On Saturday, Sweden’s children’s ombudsman and several other health care officials penned a statement that appears to specifically target the Jewish custom of circumcising 8-day-old babies.

“Circumcision without medical grounds can only be performed if a boy is of an age and maturity required to understand the information and consent to the surgery,” according to the statement, which was published in the Dagens Nyhet daily.

Muslim circumcision is mostly performed at an older age, often when boys are at least 7 or older.
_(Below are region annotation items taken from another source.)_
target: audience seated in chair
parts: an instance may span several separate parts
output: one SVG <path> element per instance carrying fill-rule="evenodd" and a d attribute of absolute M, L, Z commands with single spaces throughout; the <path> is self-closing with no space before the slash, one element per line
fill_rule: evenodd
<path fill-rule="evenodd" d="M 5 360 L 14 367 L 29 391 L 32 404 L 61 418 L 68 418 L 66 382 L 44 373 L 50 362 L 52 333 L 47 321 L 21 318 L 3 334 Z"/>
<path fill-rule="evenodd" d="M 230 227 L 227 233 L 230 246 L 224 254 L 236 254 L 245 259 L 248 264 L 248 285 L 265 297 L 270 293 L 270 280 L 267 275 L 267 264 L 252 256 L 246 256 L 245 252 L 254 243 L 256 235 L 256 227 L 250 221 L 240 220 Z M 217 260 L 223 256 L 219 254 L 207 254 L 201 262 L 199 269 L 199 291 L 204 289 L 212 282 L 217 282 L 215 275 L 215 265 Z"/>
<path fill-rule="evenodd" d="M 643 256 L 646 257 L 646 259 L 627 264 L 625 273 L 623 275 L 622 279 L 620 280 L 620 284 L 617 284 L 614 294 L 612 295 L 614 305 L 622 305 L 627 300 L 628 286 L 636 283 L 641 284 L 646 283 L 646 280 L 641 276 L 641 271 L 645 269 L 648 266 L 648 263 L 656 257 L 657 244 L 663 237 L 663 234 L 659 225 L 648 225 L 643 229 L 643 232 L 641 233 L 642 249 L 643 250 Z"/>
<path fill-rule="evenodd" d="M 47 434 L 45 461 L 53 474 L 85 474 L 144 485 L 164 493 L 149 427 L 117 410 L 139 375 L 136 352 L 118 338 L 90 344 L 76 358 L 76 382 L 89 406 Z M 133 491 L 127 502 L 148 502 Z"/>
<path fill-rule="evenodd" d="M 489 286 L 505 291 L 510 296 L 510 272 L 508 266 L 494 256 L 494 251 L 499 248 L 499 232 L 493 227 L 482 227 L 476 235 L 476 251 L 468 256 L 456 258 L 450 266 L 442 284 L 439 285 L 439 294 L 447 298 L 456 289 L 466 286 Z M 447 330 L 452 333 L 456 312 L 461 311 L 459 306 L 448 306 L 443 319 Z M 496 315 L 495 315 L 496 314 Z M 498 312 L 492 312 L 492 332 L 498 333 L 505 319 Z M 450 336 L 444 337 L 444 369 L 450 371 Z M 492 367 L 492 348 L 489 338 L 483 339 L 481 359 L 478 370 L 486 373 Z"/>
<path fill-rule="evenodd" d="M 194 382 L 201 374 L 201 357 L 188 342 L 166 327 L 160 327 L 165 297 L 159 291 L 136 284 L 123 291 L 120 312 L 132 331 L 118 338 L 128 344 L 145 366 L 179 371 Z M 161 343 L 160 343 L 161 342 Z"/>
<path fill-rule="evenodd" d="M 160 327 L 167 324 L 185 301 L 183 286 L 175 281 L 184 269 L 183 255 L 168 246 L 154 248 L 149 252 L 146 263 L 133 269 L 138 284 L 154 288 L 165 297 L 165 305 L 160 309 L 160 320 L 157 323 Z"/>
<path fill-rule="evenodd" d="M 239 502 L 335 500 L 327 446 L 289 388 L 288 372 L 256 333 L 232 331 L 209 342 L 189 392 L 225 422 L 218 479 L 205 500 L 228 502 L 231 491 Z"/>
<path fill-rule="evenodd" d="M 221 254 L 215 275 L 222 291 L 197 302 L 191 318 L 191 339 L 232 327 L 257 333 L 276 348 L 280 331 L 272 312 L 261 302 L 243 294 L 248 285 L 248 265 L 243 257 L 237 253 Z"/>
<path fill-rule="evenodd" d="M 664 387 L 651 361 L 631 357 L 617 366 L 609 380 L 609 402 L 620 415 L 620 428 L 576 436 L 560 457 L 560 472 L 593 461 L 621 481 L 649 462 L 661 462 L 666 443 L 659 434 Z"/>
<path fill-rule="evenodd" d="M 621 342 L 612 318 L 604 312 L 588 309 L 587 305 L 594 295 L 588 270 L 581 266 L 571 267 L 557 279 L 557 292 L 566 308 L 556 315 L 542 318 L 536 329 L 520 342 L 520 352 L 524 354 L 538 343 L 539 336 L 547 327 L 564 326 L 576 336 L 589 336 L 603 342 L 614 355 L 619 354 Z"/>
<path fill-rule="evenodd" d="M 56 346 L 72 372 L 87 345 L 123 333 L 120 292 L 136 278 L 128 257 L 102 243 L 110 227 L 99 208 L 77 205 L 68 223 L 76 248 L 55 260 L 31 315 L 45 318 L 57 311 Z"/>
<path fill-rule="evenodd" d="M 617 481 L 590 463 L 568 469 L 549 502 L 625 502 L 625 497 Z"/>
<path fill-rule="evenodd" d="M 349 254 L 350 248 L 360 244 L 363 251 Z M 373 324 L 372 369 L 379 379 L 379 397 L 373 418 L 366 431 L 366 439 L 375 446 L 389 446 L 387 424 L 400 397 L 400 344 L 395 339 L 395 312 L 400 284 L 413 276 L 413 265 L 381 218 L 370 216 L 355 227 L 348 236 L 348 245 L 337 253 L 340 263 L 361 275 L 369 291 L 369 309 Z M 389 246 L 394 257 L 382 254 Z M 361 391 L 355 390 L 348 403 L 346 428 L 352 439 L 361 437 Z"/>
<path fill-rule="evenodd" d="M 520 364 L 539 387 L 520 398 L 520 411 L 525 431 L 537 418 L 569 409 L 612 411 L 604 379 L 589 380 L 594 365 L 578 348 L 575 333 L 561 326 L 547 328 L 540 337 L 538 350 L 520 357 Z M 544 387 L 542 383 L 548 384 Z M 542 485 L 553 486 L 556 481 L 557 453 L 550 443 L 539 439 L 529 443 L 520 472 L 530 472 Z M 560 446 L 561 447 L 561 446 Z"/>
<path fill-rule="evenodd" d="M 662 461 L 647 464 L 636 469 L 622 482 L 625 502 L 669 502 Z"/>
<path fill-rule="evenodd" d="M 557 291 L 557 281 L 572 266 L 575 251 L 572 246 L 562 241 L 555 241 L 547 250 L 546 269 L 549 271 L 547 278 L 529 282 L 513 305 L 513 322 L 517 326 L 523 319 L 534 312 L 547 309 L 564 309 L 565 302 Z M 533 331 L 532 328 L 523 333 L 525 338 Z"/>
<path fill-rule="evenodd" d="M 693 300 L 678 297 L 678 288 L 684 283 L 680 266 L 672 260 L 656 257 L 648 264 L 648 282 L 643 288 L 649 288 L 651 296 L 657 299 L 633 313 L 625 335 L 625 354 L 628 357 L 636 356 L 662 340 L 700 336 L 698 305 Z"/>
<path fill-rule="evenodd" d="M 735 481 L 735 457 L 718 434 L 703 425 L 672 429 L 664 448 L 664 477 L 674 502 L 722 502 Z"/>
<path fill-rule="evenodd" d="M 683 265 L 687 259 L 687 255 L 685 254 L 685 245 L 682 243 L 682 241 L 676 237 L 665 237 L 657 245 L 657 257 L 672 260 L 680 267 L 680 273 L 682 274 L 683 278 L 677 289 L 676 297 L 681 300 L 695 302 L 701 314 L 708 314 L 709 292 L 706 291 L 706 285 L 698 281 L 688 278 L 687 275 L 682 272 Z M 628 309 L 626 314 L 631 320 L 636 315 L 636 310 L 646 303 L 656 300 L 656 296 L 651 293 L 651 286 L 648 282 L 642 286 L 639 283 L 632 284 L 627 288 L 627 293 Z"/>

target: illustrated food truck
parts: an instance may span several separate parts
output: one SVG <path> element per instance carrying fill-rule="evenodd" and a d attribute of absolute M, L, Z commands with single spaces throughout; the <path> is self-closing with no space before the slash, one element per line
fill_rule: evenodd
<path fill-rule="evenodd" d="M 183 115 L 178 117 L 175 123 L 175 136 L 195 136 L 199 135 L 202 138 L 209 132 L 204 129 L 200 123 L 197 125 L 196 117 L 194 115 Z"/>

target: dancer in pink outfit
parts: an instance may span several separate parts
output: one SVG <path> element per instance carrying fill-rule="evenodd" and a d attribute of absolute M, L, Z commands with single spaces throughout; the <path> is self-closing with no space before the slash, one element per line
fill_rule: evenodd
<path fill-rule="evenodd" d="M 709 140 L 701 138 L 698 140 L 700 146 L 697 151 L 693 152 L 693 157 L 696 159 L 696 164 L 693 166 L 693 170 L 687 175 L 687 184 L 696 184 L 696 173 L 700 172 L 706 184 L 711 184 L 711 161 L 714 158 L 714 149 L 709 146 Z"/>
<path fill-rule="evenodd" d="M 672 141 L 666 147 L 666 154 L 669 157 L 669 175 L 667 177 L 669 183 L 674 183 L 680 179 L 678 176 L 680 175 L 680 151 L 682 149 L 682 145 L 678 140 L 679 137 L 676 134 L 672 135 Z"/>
Norway’s children’s ombudsman reacted to the Op-Ed by reiterating the position that non-medical circumcision of boys is a human rights violation — a stance also held by counterpart organizations in Finland, Norway and Denmark.

Last week, a motion calling to ban the practice was submitted to Sweden’s parliament by two lawmakers from the anti-immigration Sweden Democrats party. Earlier this month, Denmark’s left-leaning Social Liberal Party passed an internal motion in opposition of ritual circumcision of boys.

“This is the first time in recent memory that aggressive political attacks on milah have found a legitimate vehicle at the European level,” Milah UK, a British nongovernmental organization working to defend Jewish circumcision of boys, told JTA in a statement on the Parliamentary Assembly of the Council of Europe vote.

While the report will remain nonbinding even if passed, “it does clearly demonstrate that the sustained campaign to conflate the deplorable practice of female genital mutilation with milah is gaining traction at the highest levels,” according to Milah UK.